Can big data help the government save $500 billion?

A survey of 150 federal IT executives conducted by Meritalk suggests big data has the potential right now to produce a smarter, more efficient government that could cut the $3.54 trillion federal budget by 14 percent, freeing up an extra $500 billion per year.

The survey findings are documented in a report called "The Smarter Uncle Sam: The Big Data Forecast." The eye-catching $500 billion figure comes from extrapolating what the 150 IT execs believe their respective agencies can save by successfully leveraging big data – a relatively new tech term meant to describe pulling insights from the analysis of large, sometimes seemingly unrelated data sets.

The report suggests a smorgasbord of savings in three main arenas:

  • Managing the transportation infrastructure;
  • Fighting fraud, waste and abuse;
  • Executing military, intelligence, surveillance and reconnaissance missions.

"When they look at how they are using data and how it could be used in all these kinds of fields, there are a significant amount of dollars that can be saved there," said Rich Campbell, Chief Technologist at EMC Federal. EMC Federal underwrote the Meritalk report.

"The data analysis of trends and allocation of resources is at a much more molecular level now than ever before, and the potential is becoming more realized on a day-by-day basis," Campbell said. "We're seeing more use cases and newer technologies, and the government is moving ahead and tackling the low-hanging fruit out there right now."

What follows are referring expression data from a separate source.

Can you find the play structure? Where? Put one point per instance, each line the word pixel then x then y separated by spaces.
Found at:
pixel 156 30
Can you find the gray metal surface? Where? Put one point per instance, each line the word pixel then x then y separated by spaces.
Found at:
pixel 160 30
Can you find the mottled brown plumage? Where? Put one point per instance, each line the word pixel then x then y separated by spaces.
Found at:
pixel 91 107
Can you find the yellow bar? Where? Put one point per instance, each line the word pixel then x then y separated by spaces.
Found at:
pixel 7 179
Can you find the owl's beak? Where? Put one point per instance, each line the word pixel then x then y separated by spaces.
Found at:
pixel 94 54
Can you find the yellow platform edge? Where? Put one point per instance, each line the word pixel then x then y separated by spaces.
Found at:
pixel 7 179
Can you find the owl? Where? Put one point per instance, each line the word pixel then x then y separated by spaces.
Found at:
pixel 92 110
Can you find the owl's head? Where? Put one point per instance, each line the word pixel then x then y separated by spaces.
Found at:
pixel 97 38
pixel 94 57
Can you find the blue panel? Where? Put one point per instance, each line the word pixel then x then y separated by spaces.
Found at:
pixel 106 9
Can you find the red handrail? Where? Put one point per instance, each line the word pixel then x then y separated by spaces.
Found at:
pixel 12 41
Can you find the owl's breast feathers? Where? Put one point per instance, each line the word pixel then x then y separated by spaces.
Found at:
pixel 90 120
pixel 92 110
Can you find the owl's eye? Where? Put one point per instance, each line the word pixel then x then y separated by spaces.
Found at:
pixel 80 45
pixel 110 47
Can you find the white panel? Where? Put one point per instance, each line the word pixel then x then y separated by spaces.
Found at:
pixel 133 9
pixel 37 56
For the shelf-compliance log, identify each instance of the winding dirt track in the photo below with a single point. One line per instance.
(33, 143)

Clear-cut use cases in big data are not common yet in the federal government, though some have been doing big data since before it carried that label. The National Oceanic and Atmospheric Administration, for example, frequently analyzes large data sets with supercomputers to predict for weather. In the intelligence community, the National Security Agency's recently leaked methods for Internet and phone records collections is another clear-cut big data use case.

The Meritalk survey states that about one-quarter of the federal IT executives interviewed had launched at least one big data initiative, which is promising given the relative newness of the term.

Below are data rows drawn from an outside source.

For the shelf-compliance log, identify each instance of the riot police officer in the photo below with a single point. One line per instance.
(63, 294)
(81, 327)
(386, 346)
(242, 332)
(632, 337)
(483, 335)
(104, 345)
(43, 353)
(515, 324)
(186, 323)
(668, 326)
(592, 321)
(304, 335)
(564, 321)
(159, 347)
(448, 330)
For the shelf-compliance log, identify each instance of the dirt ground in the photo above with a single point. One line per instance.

Big data today is akin to what cloud computing was to feds in 2009, and big data has yet to have a clear-cut definition. That one quarter of agencies have some kind of big data initiative – even if it isn't a full-fledged project or pilot – means the government has done more than take notice of big data.

"In the last two to three years, we've gone through this whole transformation effect – it's morphed into a commodity that an organization can leverage from places people didn't anticipate before," Campbell said. "Agencies are using their existing resources, in some cases, to spin up Hadoop clusters and allowing applications to tie in. The landscape is really beginning to change."

About 70 percent of the federal IT executives surveyed said they believed that five years from now, big data will be critical to fulfilling federal mission objectives. But how do agencies get up to speed on big data in such a short time period? Even now, many agencies have not maximized cloud computing to its potential, and it came about considerably sooner than big data.

Much as infrastructure-as-a-service and storage-as-a-service models have taken off in both the private and public sectors as organizations look to save money, Campbell said data analytics must be thought of in the same vein before agencies really put it to heavy use. Before the government gets there entirely though, old IT methods -- like large, long-term contracts with single contractors for proprietary solutions -- are going to have to go. Agencies are also going to have to spend considerable time decide how they want to use big data, and specifically decide which questions they want their data to answer.

"The cost model of these services is going to have to change," Campbell said. "I don't foresee massive long-term contracts anymore – I see agencies looking more for cheaper ways to do data analytics. The cost is already coming down, and the processes and people are only going to get more refined."